Living up to his reputation of adding fuel to fire, Yogi Adityanath, BJP's firebrand lawmaker in Uttar Pradesh, said that a temple would be constructed in Ayodhya.

"It is not a question of polarisation," he said. "There was a temple in Ayodhya, there is a temple, and there will be a temple."

Adityanath also told the media that the work of polishing and cutting stones has been going on since 1990. "Thousands of trucks of stones have reached Ayodhya from Rajasthan. Why are you making a new propaganda," he said.

Bahujan Samaj Party chief Mayawati, who is credited with gutting religious violence while she was Chief Minister for over a decade, said it was SP's responsibility to control the situation in Ayodhya and guard against brewing tensions. "SP is fully responsible if the wishes of the Supreme Court are violated," she told reporters.

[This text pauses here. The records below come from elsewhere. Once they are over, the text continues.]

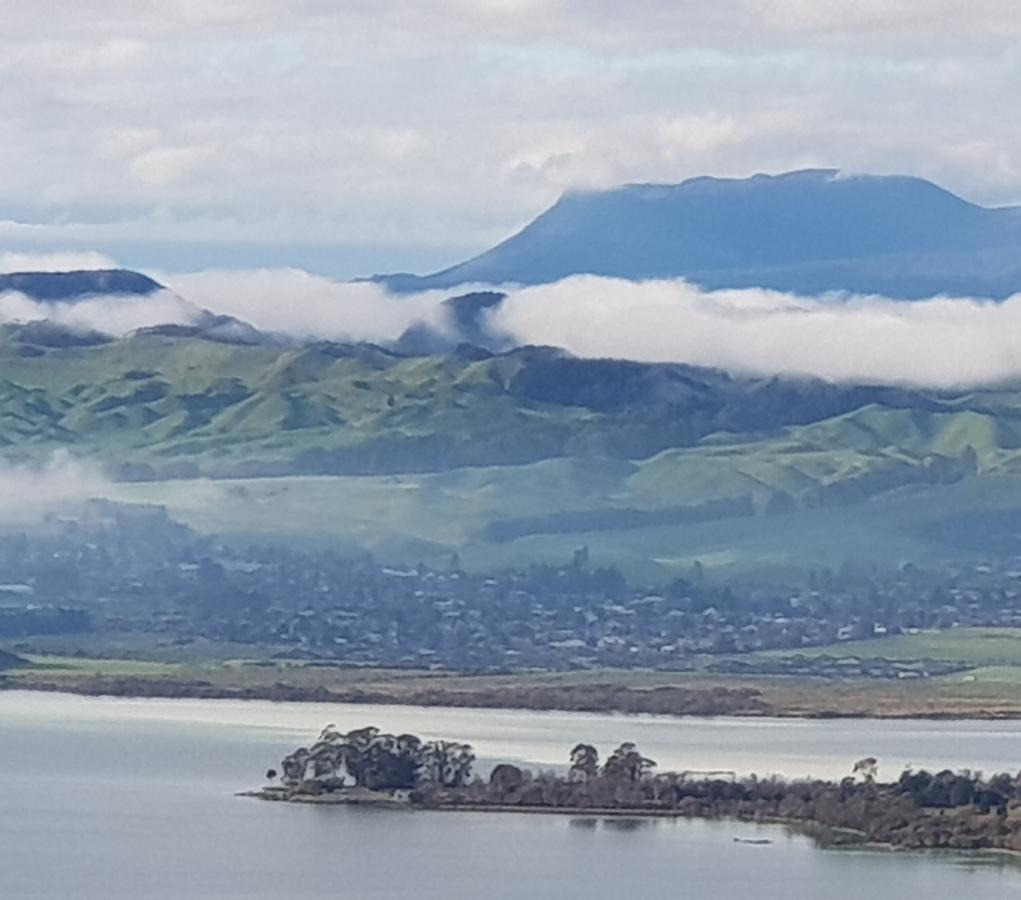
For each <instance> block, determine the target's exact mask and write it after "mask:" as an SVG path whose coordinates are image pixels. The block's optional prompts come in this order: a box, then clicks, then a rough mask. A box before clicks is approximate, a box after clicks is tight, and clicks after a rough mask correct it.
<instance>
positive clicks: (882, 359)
mask: <svg viewBox="0 0 1021 900" xmlns="http://www.w3.org/2000/svg"><path fill="white" fill-rule="evenodd" d="M156 278H157V279H158V280H159V281H160V282H161V283H163V284H165V285H167V289H166V290H163V291H160V292H157V293H155V294H152V295H149V296H145V297H134V296H97V297H90V298H85V299H82V300H78V301H75V302H56V303H54V302H38V301H35V300H33V299H30V298H28V297H26V296H23V295H22V294H18V293H6V294H0V322H11V321H21V322H25V321H34V320H41V319H49V320H51V321H54V322H56V323H58V324H61V325H64V326H67V327H71V328H76V329H91V330H96V331H102V332H104V333H107V334H112V335H115V336H123V335H126V334H129V333H131V332H132V331H135V330H136V329H139V328H145V327H149V326H154V325H162V324H168V323H174V324H184V325H190V324H196V323H198V322H200V321H201V320H202V317H203V311H205V310H207V311H209V312H212V313H215V314H223V315H228V316H233V317H235V318H237V319H240V320H242V321H244V322H247V323H249V324H251V325H253V326H254V327H255V328H257V329H259V330H261V331H265V332H270V333H274V334H278V335H283V336H287V337H290V338H293V339H295V340H307V339H328V340H347V341H375V342H379V343H387V342H390V341H394V340H396V339H397V338H398V337H399V336H400V335H401V334H402V333H403V332H404V331H405V330H406V329H407V328H408V327H410V326H414V325H417V324H424V325H427V326H429V327H430V328H432V329H434V330H436V331H438V332H441V333H444V334H449V333H450V328H451V324H450V322H449V311H448V309H447V307H446V306H444V305H443V301H444V300H445V299H447V298H448V297H450V296H452V295H456V294H458V293H464V292H466V291H468V290H470V289H472V286H469V285H466V286H463V287H460V288H453V289H449V290H444V291H430V292H425V293H419V294H410V295H394V294H391V293H389V292H388V291H387V290H386V289H385V288H384V287H382V286H381V285H379V284H375V283H371V282H338V281H333V280H330V279H328V278H323V277H320V276H315V275H310V274H309V273H307V272H303V271H300V270H294V269H286V270H257V271H242V272H238V271H211V272H199V273H193V274H188V275H165V274H159V273H157V274H156ZM501 289H502V290H504V291H505V292H506V293H507V298H506V299H505V300H504V302H503V304H502V305H501V306H500V307H499V309H498V310H496V311H494V312H493V313H492V314H490V318H489V321H488V326H489V328H490V330H491V331H492V332H493V333H494V334H495V335H501V336H503V335H505V336H506V337H507V338H508V339H509V342H511V343H513V344H517V345H521V344H547V345H552V346H560V347H564V348H565V349H567V350H569V351H570V352H572V353H575V354H576V356H579V357H588V358H618V359H629V360H636V361H643V362H674V363H687V364H691V365H696V366H709V367H715V368H720V369H725V370H728V371H732V372H736V373H750V374H761V375H774V374H776V375H805V376H815V377H819V378H824V379H828V380H831V381H844V382H883V383H895V384H911V385H920V386H932V387H959V386H968V385H981V384H990V383H995V382H1002V381H1006V380H1009V379H1014V378H1021V336H1019V335H1021V294H1019V295H1017V296H1015V297H1012V298H1010V299H1008V300H1006V301H1003V302H993V301H987V300H977V299H968V298H949V297H935V298H932V299H929V300H920V301H914V302H908V301H904V300H892V299H889V298H886V297H881V296H858V295H848V294H829V295H825V296H822V297H805V296H797V295H793V294H787V293H781V292H778V291H769V290H761V289H748V290H721V291H706V290H702V289H700V288H698V287H697V286H695V285H692V284H689V283H687V282H684V281H644V282H630V281H623V280H619V279H612V278H600V277H595V276H576V277H573V278H569V279H566V280H564V281H561V282H556V283H554V284H548V285H540V286H535V287H516V286H509V287H503V288H501Z"/></svg>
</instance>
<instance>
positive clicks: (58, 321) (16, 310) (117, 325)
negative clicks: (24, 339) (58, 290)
mask: <svg viewBox="0 0 1021 900" xmlns="http://www.w3.org/2000/svg"><path fill="white" fill-rule="evenodd" d="M201 316H202V311H201V310H199V309H198V307H197V306H196V305H194V303H190V302H188V300H185V299H183V298H182V297H180V296H178V295H177V294H175V293H173V292H172V291H159V292H157V293H155V294H151V295H149V296H147V297H143V298H139V297H133V296H92V297H88V298H87V299H82V300H77V301H74V302H40V301H38V300H34V299H32V298H31V297H27V296H26V295H25V294H21V293H18V292H16V291H6V292H4V293H0V323H4V322H14V323H23V322H41V321H44V320H46V321H49V322H53V323H55V324H56V325H61V326H63V327H65V328H69V329H72V330H75V331H99V332H102V333H103V334H109V335H112V336H114V337H124V336H125V335H128V334H131V333H132V332H133V331H138V329H140V328H151V327H152V326H155V325H165V324H167V323H176V324H182V325H191V324H193V323H195V322H197V321H198V320H199V319H200V318H201Z"/></svg>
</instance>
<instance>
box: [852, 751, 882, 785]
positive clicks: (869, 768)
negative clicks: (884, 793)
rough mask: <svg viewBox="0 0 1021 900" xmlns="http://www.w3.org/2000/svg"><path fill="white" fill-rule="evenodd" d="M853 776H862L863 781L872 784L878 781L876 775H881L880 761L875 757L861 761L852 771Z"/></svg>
mask: <svg viewBox="0 0 1021 900" xmlns="http://www.w3.org/2000/svg"><path fill="white" fill-rule="evenodd" d="M850 773H852V774H853V775H861V776H862V780H864V781H867V783H868V784H870V785H871V784H872V783H873V781H875V779H876V775H878V774H879V760H878V759H876V758H875V757H874V756H867V757H865V759H860V760H859V761H858V762H856V763H855V767H854V768H853V769H852V770H850Z"/></svg>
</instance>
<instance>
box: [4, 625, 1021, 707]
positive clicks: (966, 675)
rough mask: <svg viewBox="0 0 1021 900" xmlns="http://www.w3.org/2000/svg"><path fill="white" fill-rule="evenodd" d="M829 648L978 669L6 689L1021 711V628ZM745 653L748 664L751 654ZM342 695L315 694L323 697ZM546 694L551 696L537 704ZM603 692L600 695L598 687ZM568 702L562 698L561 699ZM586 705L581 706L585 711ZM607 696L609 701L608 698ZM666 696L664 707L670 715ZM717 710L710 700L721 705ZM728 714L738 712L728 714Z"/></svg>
mask: <svg viewBox="0 0 1021 900" xmlns="http://www.w3.org/2000/svg"><path fill="white" fill-rule="evenodd" d="M819 652H820V653H824V652H825V653H830V654H833V655H844V656H850V655H855V656H858V657H865V656H874V657H878V656H882V657H886V658H888V659H902V660H912V659H918V658H920V657H930V658H932V657H938V658H940V659H946V660H955V661H959V662H961V663H963V664H966V665H968V666H973V668H969V669H968V670H967V671H962V672H957V673H954V674H951V675H943V676H939V677H932V678H925V679H914V680H897V679H877V678H845V679H827V678H816V677H800V676H798V677H791V676H767V675H752V676H728V675H716V674H711V673H708V672H693V673H684V672H657V671H648V670H620V669H601V670H592V671H572V672H521V673H517V674H513V675H486V676H467V675H458V674H449V673H443V672H426V671H414V670H380V669H366V668H344V667H340V666H311V665H306V664H302V663H292V662H280V663H265V662H259V661H257V660H255V659H247V660H246V659H220V660H207V661H205V662H200V661H197V660H194V659H192V660H189V661H184V662H180V663H172V662H166V661H162V662H153V661H145V660H142V661H139V660H124V659H82V658H77V657H66V656H64V657H60V656H47V657H33V658H32V659H31V661H32V662H33V664H34V665H33V667H32V668H29V669H20V670H14V671H12V672H10V673H8V674H7V686H11V688H19V686H20V688H37V689H38V688H44V689H46V690H66V691H81V692H83V693H115V694H128V695H131V694H140V695H142V696H149V695H153V696H172V697H174V696H178V697H188V696H225V697H253V698H256V697H262V698H268V699H311V700H314V699H322V700H330V699H334V700H336V699H338V698H339V699H347V700H352V699H362V700H366V701H370V702H376V703H418V704H421V703H429V702H430V698H431V697H433V698H435V697H439V698H440V702H446V703H452V704H454V705H460V706H506V707H522V708H531V707H535V705H536V704H537V703H542V704H545V706H542V707H541V708H549V704H550V703H552V705H553V706H552V708H565V709H575V708H587V707H586V706H584V703H585V702H586V698H590V697H592V696H598V697H600V698H606V699H605V701H604V702H605V704H606V705H605V707H604V708H605V710H606V711H611V710H614V709H621V710H629V709H635V708H636V699H637V701H638V703H637V708H641V704H640V700H641V698H642V697H643V696H644V695H652V694H655V693H657V692H660V693H662V692H664V691H668V692H669V691H674V692H677V693H678V694H677V696H678V697H679V698H680V700H679V701H678V702H679V703H680V704H681V708H682V709H683V708H685V707H684V702H685V698H684V695H686V694H690V693H696V694H697V693H701V694H707V695H712V694H713V692H744V693H745V694H746V695H747V696H748V697H752V698H755V699H757V702H758V703H759V706H758V707H757V709H756V711H755V714H760V715H762V714H768V715H777V716H806V717H826V716H863V717H866V716H867V717H935V718H946V717H958V718H969V717H970V718H1003V717H1010V718H1021V631H1018V630H1014V629H984V628H983V629H961V630H960V631H952V632H945V633H939V634H917V635H908V636H906V637H904V638H897V637H892V638H881V640H876V641H870V642H861V643H856V644H843V645H838V646H837V647H834V648H821V649H820V650H819ZM745 659H748V658H747V657H746V658H745ZM323 691H325V692H331V693H333V692H339V694H337V695H336V696H333V695H332V694H322V693H321V694H319V695H318V694H317V692H323ZM537 692H538V693H540V694H542V697H543V699H541V700H537ZM593 692H594V694H593ZM557 698H560V700H557ZM579 702H582V704H583V705H582V706H581V707H579ZM600 702H601V701H600ZM670 702H671V701H670V699H669V698H667V700H666V705H665V706H664V709H663V711H671V707H670ZM711 708H712V707H710V709H711ZM721 711H729V710H724V709H721Z"/></svg>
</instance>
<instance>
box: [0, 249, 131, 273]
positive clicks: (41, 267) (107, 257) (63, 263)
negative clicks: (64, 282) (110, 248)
mask: <svg viewBox="0 0 1021 900" xmlns="http://www.w3.org/2000/svg"><path fill="white" fill-rule="evenodd" d="M116 266H117V264H116V263H115V262H114V260H113V259H112V258H110V257H109V256H107V255H106V254H105V253H97V252H96V251H95V250H81V251H78V250H69V251H66V252H55V253H29V252H15V251H12V250H7V251H4V252H0V274H4V273H8V272H81V271H85V270H94V269H116Z"/></svg>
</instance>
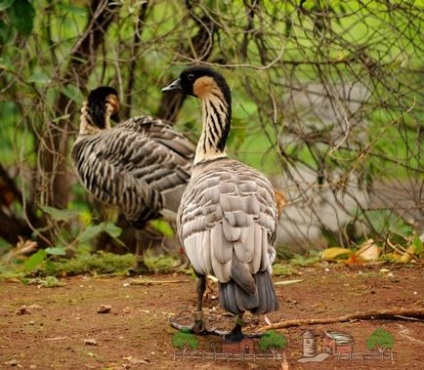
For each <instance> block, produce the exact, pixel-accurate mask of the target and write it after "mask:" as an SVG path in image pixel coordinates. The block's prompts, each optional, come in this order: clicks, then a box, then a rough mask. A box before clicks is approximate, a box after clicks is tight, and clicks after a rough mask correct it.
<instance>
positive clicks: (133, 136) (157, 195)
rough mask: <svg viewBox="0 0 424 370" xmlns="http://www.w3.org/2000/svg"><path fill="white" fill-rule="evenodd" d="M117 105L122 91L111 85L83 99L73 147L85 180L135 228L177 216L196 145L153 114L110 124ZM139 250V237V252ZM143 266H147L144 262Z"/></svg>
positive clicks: (77, 166)
mask: <svg viewBox="0 0 424 370" xmlns="http://www.w3.org/2000/svg"><path fill="white" fill-rule="evenodd" d="M118 111H119V100H118V94H117V91H116V90H115V89H113V88H111V87H106V86H101V87H98V88H97V89H95V90H93V91H91V92H90V94H89V96H88V99H87V100H86V101H85V102H84V104H83V107H82V109H81V118H80V129H79V134H78V137H77V139H76V141H75V144H74V146H73V149H72V160H73V163H74V166H75V169H76V171H77V174H78V176H79V178H80V180H81V182H82V184H83V185H84V187H85V188H86V189H87V190H88V191H89V192H90V193H91V194H92V195H93V196H94V197H95V198H96V199H97V200H99V201H101V202H103V203H105V204H108V205H113V206H117V207H118V208H119V209H120V211H121V212H122V213H123V214H124V215H125V217H126V218H127V219H128V221H129V222H130V223H131V224H132V225H133V226H134V227H135V228H136V230H141V229H143V228H144V226H145V225H146V223H147V222H148V221H149V220H152V219H155V218H159V217H164V218H165V219H167V220H171V221H172V220H173V221H175V218H176V215H177V211H178V207H179V204H180V201H181V197H182V194H183V192H184V189H185V188H186V186H187V183H188V181H189V179H190V175H191V169H192V160H193V157H194V150H195V147H194V145H193V144H192V143H191V142H189V141H188V140H187V139H186V138H185V137H184V136H183V135H182V134H179V133H177V132H176V131H174V130H173V129H172V127H171V126H170V125H169V124H167V123H165V122H164V121H162V120H160V119H157V118H152V117H150V116H140V117H135V118H131V119H129V120H127V121H125V122H122V123H119V124H118V125H116V126H115V127H113V128H112V127H111V122H110V121H111V120H114V121H118ZM138 239H139V238H137V240H138ZM140 252H141V246H140V245H139V243H137V252H136V254H137V255H138V257H140V256H139V255H140ZM139 267H145V266H144V265H143V263H142V262H140V266H139Z"/></svg>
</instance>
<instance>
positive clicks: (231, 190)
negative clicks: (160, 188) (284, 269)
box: [162, 67, 278, 340]
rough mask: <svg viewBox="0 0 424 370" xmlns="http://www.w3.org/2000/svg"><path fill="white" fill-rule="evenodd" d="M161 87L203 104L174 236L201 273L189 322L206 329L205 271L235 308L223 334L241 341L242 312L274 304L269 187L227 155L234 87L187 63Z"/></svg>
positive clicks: (230, 337)
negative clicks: (204, 321)
mask: <svg viewBox="0 0 424 370" xmlns="http://www.w3.org/2000/svg"><path fill="white" fill-rule="evenodd" d="M162 91H163V92H181V93H184V94H187V95H192V96H195V97H197V98H199V99H200V100H201V103H202V113H203V129H202V134H201V136H200V140H199V142H198V144H197V149H196V155H195V158H194V166H193V173H192V177H191V179H190V182H189V184H188V186H187V188H186V190H185V192H184V195H183V198H182V200H181V205H180V208H179V210H178V217H177V229H178V236H179V238H180V240H181V243H182V244H183V246H184V248H185V251H186V254H187V256H188V258H189V260H190V262H191V264H192V266H193V269H194V271H195V273H196V275H197V278H198V281H197V312H196V314H195V321H194V325H193V326H192V327H191V329H192V331H193V332H195V333H200V332H204V331H206V330H205V328H204V323H203V311H202V300H203V293H204V291H205V288H206V276H207V275H209V274H210V275H213V276H216V277H217V278H218V280H219V302H220V305H221V307H223V308H224V309H225V310H226V311H229V312H232V313H233V314H235V315H236V320H235V323H236V325H235V327H234V329H233V330H232V331H231V332H230V334H229V335H228V336H227V338H229V339H231V340H239V339H240V338H242V337H243V334H242V316H243V313H244V312H245V311H251V312H252V313H254V314H265V313H267V312H270V311H274V310H277V309H278V300H277V296H276V294H275V290H274V285H273V282H272V279H271V264H272V262H273V259H274V258H275V249H274V247H273V244H274V242H275V239H276V227H277V208H276V203H275V198H274V189H273V187H272V185H271V183H270V182H269V181H268V179H267V178H266V177H265V176H264V175H262V174H261V173H260V172H258V171H256V170H255V169H253V168H251V167H249V166H247V165H245V164H243V163H241V162H239V161H236V160H232V159H229V158H228V157H227V154H226V152H225V149H226V141H227V137H228V134H229V132H230V121H231V94H230V89H229V87H228V85H227V83H226V81H225V79H224V77H223V76H222V75H221V74H219V73H217V72H216V71H214V70H212V69H210V68H206V67H191V68H188V69H186V70H184V71H183V72H182V73H181V75H180V78H179V79H177V80H176V81H174V82H173V83H171V84H170V85H169V86H167V87H165V88H163V89H162ZM171 324H172V325H173V326H174V327H178V328H181V326H180V325H178V324H173V323H171Z"/></svg>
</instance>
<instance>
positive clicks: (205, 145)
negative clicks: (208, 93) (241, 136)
mask: <svg viewBox="0 0 424 370" xmlns="http://www.w3.org/2000/svg"><path fill="white" fill-rule="evenodd" d="M201 102H202V121H203V128H202V134H201V136H200V140H199V143H198V145H197V149H196V156H195V158H194V164H197V163H200V162H205V161H209V160H214V159H217V158H225V157H226V156H227V154H226V152H225V149H226V143H227V138H228V134H229V132H230V121H231V105H230V104H231V103H230V102H228V101H226V100H225V99H224V96H223V95H222V94H216V93H211V94H208V95H207V96H204V97H202V98H201Z"/></svg>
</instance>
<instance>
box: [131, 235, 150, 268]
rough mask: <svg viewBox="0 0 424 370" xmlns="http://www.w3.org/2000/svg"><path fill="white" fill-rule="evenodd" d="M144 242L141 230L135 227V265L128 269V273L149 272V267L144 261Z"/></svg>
mask: <svg viewBox="0 0 424 370" xmlns="http://www.w3.org/2000/svg"><path fill="white" fill-rule="evenodd" d="M144 242H145V238H143V230H141V229H135V255H134V257H135V265H134V267H132V268H131V269H130V270H129V271H128V274H129V275H139V274H144V273H146V272H149V268H148V267H147V266H146V264H145V263H144V249H145V248H144V245H143V244H144Z"/></svg>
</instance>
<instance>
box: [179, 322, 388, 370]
mask: <svg viewBox="0 0 424 370" xmlns="http://www.w3.org/2000/svg"><path fill="white" fill-rule="evenodd" d="M297 339H299V338H297ZM301 339H302V340H301V343H302V344H301V345H302V357H301V358H299V359H298V360H297V361H298V362H300V363H307V362H322V361H325V360H327V359H332V360H337V361H344V360H349V361H391V362H394V354H393V346H394V342H395V341H394V337H393V335H392V334H391V333H390V332H388V331H386V330H385V329H383V328H377V329H376V330H375V331H373V332H371V333H370V335H369V336H368V338H367V339H366V341H365V347H366V348H367V350H368V351H361V352H356V351H355V339H354V337H353V336H352V335H351V334H349V333H345V332H341V331H336V330H324V331H322V332H320V333H316V332H314V331H313V330H306V331H304V332H303V334H302V338H301ZM207 343H208V344H207V345H208V346H209V348H207V347H205V348H199V347H200V342H199V340H198V338H197V337H196V336H195V335H194V334H192V333H190V332H189V331H179V332H176V333H174V334H173V336H172V346H173V347H174V348H175V351H174V354H173V356H174V359H175V360H176V359H180V360H181V359H182V360H184V359H187V360H193V359H196V360H201V361H222V360H224V361H254V362H256V361H264V360H267V361H270V360H274V361H279V362H282V365H284V364H287V367H286V368H287V369H288V363H287V360H286V358H287V356H286V349H287V344H288V343H289V339H287V338H286V337H285V336H284V335H283V334H281V333H279V332H277V331H275V330H271V331H268V332H266V333H264V334H263V335H262V336H261V337H259V338H251V337H248V336H246V337H244V338H243V339H242V340H241V341H238V342H234V341H228V340H225V339H223V338H219V337H218V338H216V337H214V338H213V339H211V341H209V342H207ZM362 347H363V346H362ZM296 352H299V351H298V350H297V351H296ZM282 368H284V366H282Z"/></svg>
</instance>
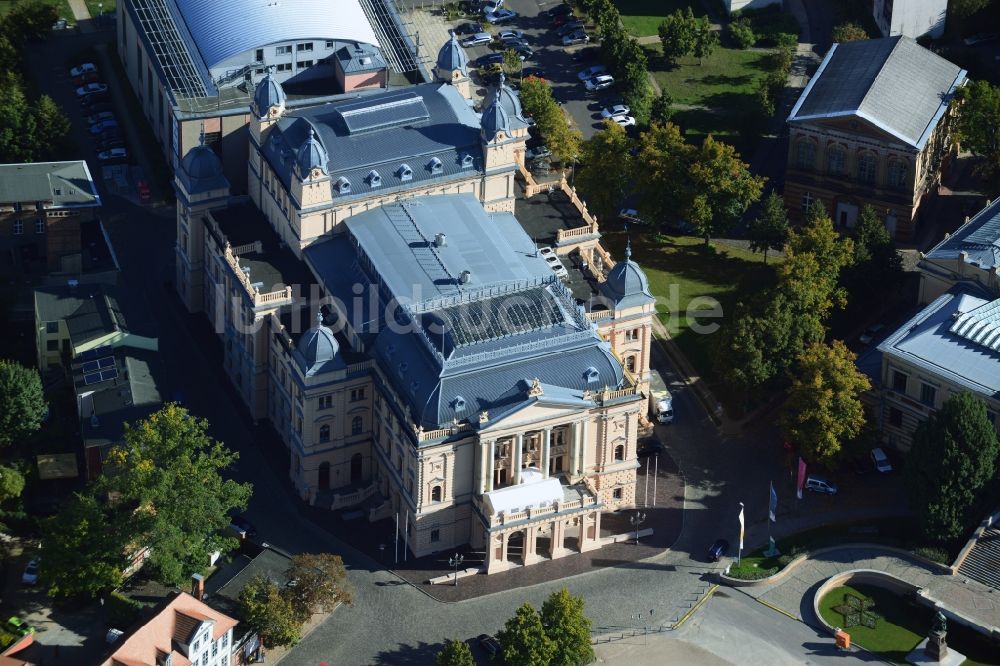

The Akhilesh Yadav-government received a lot of flak for missing the warning signs of communal violence in Muzaffarnagar in August 2013, just months before the national election rolled around.

Arrival Of Stones

On Monday, Press Trust of India reported that two trucks of stones were unloaded at Ram Sewak Puram, a Vishwa Hindu Parishad property in Ayodhya, and 'Shila Pujan' (praying of the stones) has been performed by Mahant Nritya Gopal Das, president of Ram Janam Bhumi Nyas.

"Now, the time has come for the construction of Ram Mandir in Ayodhya. Lots of stones arrived today in Ayodhya and their arrival will continue. We have signals from Modi government that temple construction would be done now," he said.

Meanwhile, the oldest litigant in the Babri Masjid demolition case Hashim Ansari asked Prime Minister Narendra Modi to intervene.

"I ask PM Modi to stop all this," he said.

VHP leader Ashok Singhal, who died last month, has previously said that about half of the 2.25 lakhs cubic ft of stones, required for the construction of the Ram Temple, was ready at VHP's headquarter in Ayodhya, and the rest would be collected from Hindu devotees.